Именно те самые, что почти век назад хотел отобрать у византийцев его пращур Святослав Игоревич.

 

На эту мысль навёл Мономаха такой случай. В 1114 году появился на Руси некий грек и стал выдавать себя за сына Императора Византии – Романа Диогена. Называл он себя Лев Диоген

 

А, надо сказать, Лев Диоген действительно когда то в Византии жил и был действительно сыном Императора.

Но в одной из битв с печенегами Лев Диоген, увлёкшись боём, попал в стандартную ловушку степняков – притворное отступление. В этой ловушке Лев Диоген и пропал без вести. Скорее всего был убит, конечно. В Византии, по крайней мере, именно официально считалось

Однако, через некоторое время после его пропажи стали появляться в Византии Лже-Диогены.

Их было, как и Лжедмитриев на Руси, два. Сначала один, потом второй.

Вот тот который появился у Мономаха – он второй.

 

А первый Лже-Диоген появился лет на десять раньше – в 1090 году.
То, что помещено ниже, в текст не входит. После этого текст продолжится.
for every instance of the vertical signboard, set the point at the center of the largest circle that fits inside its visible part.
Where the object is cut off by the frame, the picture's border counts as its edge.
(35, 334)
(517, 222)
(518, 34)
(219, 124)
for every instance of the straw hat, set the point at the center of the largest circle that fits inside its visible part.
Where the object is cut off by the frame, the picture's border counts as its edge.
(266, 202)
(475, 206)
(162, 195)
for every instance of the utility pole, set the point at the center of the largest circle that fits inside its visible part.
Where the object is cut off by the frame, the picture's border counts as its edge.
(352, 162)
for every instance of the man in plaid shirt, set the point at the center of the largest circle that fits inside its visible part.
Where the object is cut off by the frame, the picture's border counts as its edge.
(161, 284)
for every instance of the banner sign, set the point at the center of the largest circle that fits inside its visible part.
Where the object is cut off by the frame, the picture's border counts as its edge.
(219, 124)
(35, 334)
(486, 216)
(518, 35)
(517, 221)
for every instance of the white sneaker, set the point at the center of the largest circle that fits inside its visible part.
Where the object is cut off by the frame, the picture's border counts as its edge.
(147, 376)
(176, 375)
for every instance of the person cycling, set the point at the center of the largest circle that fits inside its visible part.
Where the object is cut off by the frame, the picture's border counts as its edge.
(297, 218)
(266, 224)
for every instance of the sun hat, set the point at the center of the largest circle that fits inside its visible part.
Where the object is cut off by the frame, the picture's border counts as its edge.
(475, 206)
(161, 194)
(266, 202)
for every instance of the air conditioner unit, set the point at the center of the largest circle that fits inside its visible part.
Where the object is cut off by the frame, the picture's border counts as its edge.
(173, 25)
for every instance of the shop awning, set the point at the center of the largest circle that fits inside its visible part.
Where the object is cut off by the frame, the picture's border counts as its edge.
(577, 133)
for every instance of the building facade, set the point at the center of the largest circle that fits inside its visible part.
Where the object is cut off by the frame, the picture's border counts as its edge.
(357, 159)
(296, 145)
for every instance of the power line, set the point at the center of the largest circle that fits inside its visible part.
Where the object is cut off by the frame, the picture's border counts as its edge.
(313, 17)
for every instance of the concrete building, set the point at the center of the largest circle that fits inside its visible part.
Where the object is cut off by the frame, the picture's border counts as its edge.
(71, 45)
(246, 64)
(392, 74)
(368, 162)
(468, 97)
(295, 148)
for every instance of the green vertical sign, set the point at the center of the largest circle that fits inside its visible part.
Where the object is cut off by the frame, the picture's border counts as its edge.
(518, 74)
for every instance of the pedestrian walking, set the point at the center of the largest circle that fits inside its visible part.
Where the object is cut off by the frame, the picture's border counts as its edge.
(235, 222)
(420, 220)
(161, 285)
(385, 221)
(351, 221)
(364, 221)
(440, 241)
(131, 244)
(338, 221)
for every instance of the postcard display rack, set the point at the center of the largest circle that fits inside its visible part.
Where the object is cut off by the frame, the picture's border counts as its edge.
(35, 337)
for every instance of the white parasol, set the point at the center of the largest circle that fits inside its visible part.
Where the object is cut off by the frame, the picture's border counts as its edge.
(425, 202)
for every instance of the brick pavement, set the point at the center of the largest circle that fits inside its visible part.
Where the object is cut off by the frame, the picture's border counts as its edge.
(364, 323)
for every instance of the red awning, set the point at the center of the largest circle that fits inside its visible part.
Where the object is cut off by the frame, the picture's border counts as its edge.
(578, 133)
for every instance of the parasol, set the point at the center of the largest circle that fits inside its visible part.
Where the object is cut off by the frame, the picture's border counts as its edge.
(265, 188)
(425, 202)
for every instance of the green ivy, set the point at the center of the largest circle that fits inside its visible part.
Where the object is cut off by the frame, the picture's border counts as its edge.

Вот как об этом пишет византийская хроника

 

«Он явился с Востока в овчине, нищий, подлый и изворотливый; обходил город дом за домом, улицу за улицей, рассказывая о себе небылицы: он де сын прежнего императора Диогена, тот самый Лев, который, как уже было сказано, был убит стрелой под Антиохией. И вот, «воскресив мертвого», этот наглец присвоил себе его имя и стал открыто домогаться императорской власти, вовлекая в обман легковерных.»

 

Легковерных нашлось многовато, ибо жилось тогда в Византии простому люду, да и не очень простому, тяжко. И они все верили в доброго царя. Дескать, он скоро придёт и всё наладит.

Ну вот «добрый царь» и появился.

Его арестовали, конечно. И дальше в этой истории происходит странное событие. Арестованного самозванца почему то не казнят и не ослепляют и не кастрируют, а просто ссылают.

С чего такая вдруг милость к тому, кто на трон базилевса покушался? Не ясно.

Так вот, его ссылают в будущее сакральное место России – город Херсонес. Лже – Диоген и там не успокоился. Он бежит в Дикое поле к половцам и уговаривает их идти в поход на Византию – сажать его на престол.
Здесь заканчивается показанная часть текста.